While VE Day brought relief and joy to the people across Britain 70 years ago, events that had gone before could not be undone.
The end of the Second World War against Germany meant families could welcome home the soldiers – fathers, sons, brothers, husbands – who had survived the bloody battles.
For some, Victory in Europe Day meant only that. VE Day did not end the war as those fighting against the Japanese – who had a support pact with Hitler’s Germany – in Asia and the Southwest Pacific didn’t come home shortly after May 8, 1945.
The Allies had concentrated on defeating their enemy in Europe with the bulk of their men and resources before attention turned to finishing it against Imperial Japan.
Falkirk Provost Pat Reid’s father, who served in the signals was one man who didn’t return home to Falkirk until 1947 as he was stationed in Palestine.
Mr Reid also said the war’s end brought “societal change” due to the poverty-stricken conditions that were still here when soldiers returned from war.
The years before the war had seen a growing depression in the Falkirk district’s foundries as house building came to an almost standstill and unemployment had swelled as the clouds of war gathered.
During the conflict the local foundries and mills were turned into factories making parts for tanks, 25-pounder shells, hand grenades, incendiary bombs and munitions for mortars.
“I vaguely remember standing in our house and there was a man there who turned out to be my dad,” said the Provost, who was three-years-old on VE Day.
“Men came back changed. You have to remember they were away for a long time, seeing foreign lands, and those lucky enough to come back returned to the same austerity before they went to war.
“It broadened the horizons of men from small villages so the end of the war brought about a movement to improve conditions for people and brought about societal change for everyone.”
The many men who died fighting left behind loved ones mourning their loss, changing their lives forever.”

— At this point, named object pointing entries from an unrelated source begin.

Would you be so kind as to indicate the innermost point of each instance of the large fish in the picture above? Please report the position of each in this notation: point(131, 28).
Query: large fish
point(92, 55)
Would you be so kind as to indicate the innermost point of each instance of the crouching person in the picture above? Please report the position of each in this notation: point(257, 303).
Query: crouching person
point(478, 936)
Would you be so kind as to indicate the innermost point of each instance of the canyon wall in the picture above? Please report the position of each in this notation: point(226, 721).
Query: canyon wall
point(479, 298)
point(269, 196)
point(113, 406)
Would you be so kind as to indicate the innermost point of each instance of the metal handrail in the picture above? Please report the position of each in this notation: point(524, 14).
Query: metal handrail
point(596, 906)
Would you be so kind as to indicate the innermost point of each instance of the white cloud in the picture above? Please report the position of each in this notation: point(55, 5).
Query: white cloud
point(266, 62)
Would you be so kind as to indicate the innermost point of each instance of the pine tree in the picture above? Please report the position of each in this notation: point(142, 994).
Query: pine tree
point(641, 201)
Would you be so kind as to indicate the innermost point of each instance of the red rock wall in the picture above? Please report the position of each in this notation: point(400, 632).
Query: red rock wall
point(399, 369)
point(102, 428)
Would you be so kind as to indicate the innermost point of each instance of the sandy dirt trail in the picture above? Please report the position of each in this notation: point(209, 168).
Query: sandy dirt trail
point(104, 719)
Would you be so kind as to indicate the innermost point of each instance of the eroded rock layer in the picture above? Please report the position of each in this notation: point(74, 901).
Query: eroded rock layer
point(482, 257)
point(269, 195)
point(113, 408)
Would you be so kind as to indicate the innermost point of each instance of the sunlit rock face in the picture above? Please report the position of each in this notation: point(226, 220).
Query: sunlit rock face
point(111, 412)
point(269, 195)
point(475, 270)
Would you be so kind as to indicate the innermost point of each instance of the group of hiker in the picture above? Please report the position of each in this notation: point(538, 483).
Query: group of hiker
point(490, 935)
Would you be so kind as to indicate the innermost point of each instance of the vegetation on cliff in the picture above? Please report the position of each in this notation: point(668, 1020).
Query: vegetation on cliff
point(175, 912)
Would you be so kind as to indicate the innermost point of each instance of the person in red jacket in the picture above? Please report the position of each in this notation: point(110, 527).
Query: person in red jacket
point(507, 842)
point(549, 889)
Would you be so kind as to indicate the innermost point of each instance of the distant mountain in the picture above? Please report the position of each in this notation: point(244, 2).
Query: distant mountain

Joanne Mitchell from Falkirk, whose family lived in Burnhead Lane, never saw her husband, Flight Lieutenant Chenery Thomas, again just four days after their honeymoon.

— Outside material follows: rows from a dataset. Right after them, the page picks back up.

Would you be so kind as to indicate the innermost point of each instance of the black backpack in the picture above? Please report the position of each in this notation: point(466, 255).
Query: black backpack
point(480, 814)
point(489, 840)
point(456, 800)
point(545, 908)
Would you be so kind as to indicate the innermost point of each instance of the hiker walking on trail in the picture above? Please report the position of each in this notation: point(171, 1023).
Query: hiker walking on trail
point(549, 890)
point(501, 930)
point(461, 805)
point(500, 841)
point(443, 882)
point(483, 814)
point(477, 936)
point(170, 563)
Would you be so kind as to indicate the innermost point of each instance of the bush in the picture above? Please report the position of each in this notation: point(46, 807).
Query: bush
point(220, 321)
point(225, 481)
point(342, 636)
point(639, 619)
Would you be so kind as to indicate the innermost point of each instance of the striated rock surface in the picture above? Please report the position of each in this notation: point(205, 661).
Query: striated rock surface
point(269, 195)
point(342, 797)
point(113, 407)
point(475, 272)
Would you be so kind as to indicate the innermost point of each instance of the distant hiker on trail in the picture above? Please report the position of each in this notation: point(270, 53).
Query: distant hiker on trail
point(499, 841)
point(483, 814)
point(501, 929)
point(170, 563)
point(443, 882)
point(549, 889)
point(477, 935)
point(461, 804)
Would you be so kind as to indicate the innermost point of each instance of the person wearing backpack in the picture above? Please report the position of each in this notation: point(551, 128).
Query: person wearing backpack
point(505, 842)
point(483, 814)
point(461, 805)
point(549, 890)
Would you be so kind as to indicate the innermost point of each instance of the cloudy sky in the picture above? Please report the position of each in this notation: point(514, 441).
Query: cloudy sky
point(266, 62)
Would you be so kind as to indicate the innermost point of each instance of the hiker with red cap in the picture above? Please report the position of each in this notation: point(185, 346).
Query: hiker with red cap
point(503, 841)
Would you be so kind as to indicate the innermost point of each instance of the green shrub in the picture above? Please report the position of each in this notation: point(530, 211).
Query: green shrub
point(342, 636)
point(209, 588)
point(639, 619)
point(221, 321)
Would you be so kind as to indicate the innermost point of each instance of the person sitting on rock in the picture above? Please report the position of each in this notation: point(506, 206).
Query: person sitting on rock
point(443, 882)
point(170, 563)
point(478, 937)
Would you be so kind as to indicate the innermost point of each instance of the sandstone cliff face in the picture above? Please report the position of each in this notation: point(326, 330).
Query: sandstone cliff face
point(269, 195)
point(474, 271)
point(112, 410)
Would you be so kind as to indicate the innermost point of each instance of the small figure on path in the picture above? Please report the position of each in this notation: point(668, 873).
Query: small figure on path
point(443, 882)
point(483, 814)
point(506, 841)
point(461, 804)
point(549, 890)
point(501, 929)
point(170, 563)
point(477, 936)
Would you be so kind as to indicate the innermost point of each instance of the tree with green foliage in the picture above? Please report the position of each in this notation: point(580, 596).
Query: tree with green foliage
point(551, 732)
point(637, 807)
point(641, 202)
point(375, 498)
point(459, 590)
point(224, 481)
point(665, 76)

She was working as a cashier at the Tudor House restaurant in the town when she met Chenery, who had been posted to Grangemouth.
The story is recorded in the Falkirk Archives at Callendar House. Archivist Jean Jamieson said: “In 1942 she and Chenery married and were somehow able to go on honeymoon to Switzerland even though the war was going in Europe on at the time.
“However, they were only able to spend four days there when Chenery was called back to duty. She never saw him again as he was killed on September 5, 1942. She remained in Blackpool and remarried several years later.”
Flight Lt Chenery was involved in the Battle of Dieppe and saved the life of Squadron Leader Duncan Smith who had a German fighter on his tail while attacking a German bomber which was about to bomb a British naval ship. He was awarded the Distinguished Flying Cross for his brave actions.
He was killed while flying a Spitfire Mk IX, BS 150 after being attacked by three ME 109s and crashed out of control into the English Channel. His body was never recovered.